We’ve well and truly done it. Rachel and I are living full-time in a house smaller any bedroom either of us has ever had before.
Our New and Only Home
Into a 10×15-foot storage unit we place our very few prized or irreplaceable items that can’t come with us on the road – photos, books, keepsakes, heirlooms, and a few other favorites. We sell or donate all the rest: clothes and furniture and all the other stuff. Just so much stuff.
Despite having downsized from our fancy house two years prior we still had too much stuff. Out it goes. Thank you Craigslist and Goodwill.
Which leaves us without a home, except for this tiny rolling one.
A Tiny House … Only Tinier
Libbie has roughly 150 square feet of living area. (Tiny houses often run to three times that.)
Squeezed into that area is a bathroom, a sleeping berth, a slide-out dinette, and a kitchen. Storage, always at dear premium for RVs of any kind, is well-planned and about as copious as one can imagine for a metal box smaller than most garages.
What She Does and Doesn’t Do
Libbie is a 21-foot Lance 1685 four-season travel trailer. She is pulled by Kyrie, our trusty Jeep Grand Cherokee tow vehicle. For y’all newbies out there, which we were not so long ago, here is an RV primer.
Distinct from a motor home, a travel trailer has no engine. Libbie’s drive train consists of two axles and a brake system.

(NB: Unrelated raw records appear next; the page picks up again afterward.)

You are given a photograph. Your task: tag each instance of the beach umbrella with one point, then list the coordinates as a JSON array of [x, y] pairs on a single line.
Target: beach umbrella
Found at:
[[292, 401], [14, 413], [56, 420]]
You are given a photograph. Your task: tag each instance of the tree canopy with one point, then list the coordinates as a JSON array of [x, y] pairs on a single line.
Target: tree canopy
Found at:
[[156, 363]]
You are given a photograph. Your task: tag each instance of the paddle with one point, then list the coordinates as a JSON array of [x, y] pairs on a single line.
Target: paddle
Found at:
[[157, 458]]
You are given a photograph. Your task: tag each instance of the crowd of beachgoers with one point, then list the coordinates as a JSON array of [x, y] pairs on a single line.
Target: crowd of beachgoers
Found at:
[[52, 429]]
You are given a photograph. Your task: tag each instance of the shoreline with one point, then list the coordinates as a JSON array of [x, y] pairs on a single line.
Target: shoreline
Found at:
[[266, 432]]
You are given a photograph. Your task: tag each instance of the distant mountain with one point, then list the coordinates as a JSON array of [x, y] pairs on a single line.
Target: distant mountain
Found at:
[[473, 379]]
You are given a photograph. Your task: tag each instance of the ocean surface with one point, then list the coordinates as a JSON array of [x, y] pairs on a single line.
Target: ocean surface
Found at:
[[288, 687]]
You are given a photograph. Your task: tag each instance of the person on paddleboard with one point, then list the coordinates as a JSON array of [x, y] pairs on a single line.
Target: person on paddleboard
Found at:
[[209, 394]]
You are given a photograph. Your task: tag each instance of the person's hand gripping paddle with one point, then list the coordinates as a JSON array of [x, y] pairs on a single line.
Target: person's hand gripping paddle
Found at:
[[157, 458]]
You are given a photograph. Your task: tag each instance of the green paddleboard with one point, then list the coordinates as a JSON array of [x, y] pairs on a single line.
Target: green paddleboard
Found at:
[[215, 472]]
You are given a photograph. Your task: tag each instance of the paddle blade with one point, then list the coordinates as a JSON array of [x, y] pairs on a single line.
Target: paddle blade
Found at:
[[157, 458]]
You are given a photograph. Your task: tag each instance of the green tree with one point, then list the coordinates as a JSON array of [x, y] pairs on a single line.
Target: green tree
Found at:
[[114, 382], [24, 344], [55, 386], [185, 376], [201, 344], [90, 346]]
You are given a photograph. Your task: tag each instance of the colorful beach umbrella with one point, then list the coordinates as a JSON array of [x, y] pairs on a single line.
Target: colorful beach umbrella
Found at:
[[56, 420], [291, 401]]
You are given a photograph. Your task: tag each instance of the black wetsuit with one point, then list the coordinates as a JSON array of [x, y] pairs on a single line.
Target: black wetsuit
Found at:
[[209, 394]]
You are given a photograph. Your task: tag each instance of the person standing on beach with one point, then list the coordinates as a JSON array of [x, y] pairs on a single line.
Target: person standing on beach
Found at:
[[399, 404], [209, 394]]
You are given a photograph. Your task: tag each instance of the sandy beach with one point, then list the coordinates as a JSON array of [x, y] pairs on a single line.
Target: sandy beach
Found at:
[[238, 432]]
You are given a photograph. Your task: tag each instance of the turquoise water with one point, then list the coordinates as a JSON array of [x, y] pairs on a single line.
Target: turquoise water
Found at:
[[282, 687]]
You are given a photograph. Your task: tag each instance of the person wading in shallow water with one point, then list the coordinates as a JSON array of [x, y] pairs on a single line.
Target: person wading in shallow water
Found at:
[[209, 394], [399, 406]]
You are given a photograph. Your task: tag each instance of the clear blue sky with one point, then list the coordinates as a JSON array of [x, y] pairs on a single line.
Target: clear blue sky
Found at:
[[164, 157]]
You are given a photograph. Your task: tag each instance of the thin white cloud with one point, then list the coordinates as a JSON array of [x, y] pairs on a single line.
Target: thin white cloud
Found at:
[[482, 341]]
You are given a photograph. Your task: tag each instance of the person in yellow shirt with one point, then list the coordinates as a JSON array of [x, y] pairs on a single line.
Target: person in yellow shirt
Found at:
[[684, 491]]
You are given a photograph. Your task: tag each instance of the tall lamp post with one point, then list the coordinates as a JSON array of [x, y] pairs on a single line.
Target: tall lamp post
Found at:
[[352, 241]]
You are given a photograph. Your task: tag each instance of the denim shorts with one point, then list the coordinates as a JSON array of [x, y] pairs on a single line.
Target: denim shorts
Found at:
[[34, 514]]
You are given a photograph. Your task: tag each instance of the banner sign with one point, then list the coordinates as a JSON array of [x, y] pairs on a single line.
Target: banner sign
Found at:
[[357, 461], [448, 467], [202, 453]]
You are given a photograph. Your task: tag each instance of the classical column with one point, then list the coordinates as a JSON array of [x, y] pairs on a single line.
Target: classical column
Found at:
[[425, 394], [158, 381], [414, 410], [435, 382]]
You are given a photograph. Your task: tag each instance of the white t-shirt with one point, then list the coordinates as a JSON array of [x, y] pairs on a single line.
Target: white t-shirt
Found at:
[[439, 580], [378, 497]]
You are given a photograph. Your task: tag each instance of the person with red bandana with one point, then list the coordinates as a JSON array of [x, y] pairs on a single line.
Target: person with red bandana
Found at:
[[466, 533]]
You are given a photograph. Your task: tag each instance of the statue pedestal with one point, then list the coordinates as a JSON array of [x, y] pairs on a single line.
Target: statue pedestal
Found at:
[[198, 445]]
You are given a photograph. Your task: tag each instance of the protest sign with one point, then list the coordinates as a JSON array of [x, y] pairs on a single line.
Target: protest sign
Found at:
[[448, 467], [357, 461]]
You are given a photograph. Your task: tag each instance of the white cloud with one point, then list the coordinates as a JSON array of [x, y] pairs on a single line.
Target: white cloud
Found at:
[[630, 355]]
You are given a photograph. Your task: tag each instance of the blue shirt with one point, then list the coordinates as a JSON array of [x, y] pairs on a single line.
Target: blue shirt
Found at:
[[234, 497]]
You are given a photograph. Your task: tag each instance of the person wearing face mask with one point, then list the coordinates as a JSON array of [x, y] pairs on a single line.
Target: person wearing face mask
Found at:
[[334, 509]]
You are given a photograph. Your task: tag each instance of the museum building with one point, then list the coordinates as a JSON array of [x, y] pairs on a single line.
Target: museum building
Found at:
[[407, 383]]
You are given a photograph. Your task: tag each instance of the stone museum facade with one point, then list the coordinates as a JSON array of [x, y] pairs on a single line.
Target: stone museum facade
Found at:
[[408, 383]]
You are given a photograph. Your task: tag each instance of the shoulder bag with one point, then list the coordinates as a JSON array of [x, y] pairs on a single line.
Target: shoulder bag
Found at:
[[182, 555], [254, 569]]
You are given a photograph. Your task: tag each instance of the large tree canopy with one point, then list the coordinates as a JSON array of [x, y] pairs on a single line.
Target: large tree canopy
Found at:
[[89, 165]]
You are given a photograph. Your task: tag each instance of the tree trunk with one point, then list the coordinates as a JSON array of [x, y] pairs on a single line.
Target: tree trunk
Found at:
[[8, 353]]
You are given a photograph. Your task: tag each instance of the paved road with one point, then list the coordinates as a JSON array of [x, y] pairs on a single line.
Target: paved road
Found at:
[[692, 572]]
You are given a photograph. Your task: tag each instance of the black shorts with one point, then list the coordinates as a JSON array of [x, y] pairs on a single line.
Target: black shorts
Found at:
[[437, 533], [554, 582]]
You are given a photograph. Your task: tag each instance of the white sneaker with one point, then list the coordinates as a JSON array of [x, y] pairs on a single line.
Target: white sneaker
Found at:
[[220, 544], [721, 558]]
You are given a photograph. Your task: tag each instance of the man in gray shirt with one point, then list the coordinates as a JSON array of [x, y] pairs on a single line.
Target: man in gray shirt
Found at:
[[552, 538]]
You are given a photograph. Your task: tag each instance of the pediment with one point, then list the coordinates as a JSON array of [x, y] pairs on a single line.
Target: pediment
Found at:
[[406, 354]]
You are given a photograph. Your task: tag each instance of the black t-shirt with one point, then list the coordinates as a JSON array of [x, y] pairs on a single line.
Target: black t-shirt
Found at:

Distinct from a tent, Libbie has holding tanks, electrical systems, plumbing, HVAC, propane infrastructure, a robust entertainment system, rigid walls, and the necessary appliances. Having tent-camped many, many times, we have now come to very much appreciate all of these comforts.
Why We Picked Her
The first consideration was always that Kyrie, already decked out with a factory tow package, would be our tow vehicle. Any travel trailer needed to be short enough to handle well with Kyrie’s wheelbase, have a max loaded tongue weight well under Kyrie’s 720-pound rating, and have a loaded vehicle weight well under Kyrie’s 7200-pound rating. All while configured with our mountain bikes somehow attached.
Plus, be small enough to fit into plenty of back-country and off-the-main-drag spaces that bigger rigs couldn’t.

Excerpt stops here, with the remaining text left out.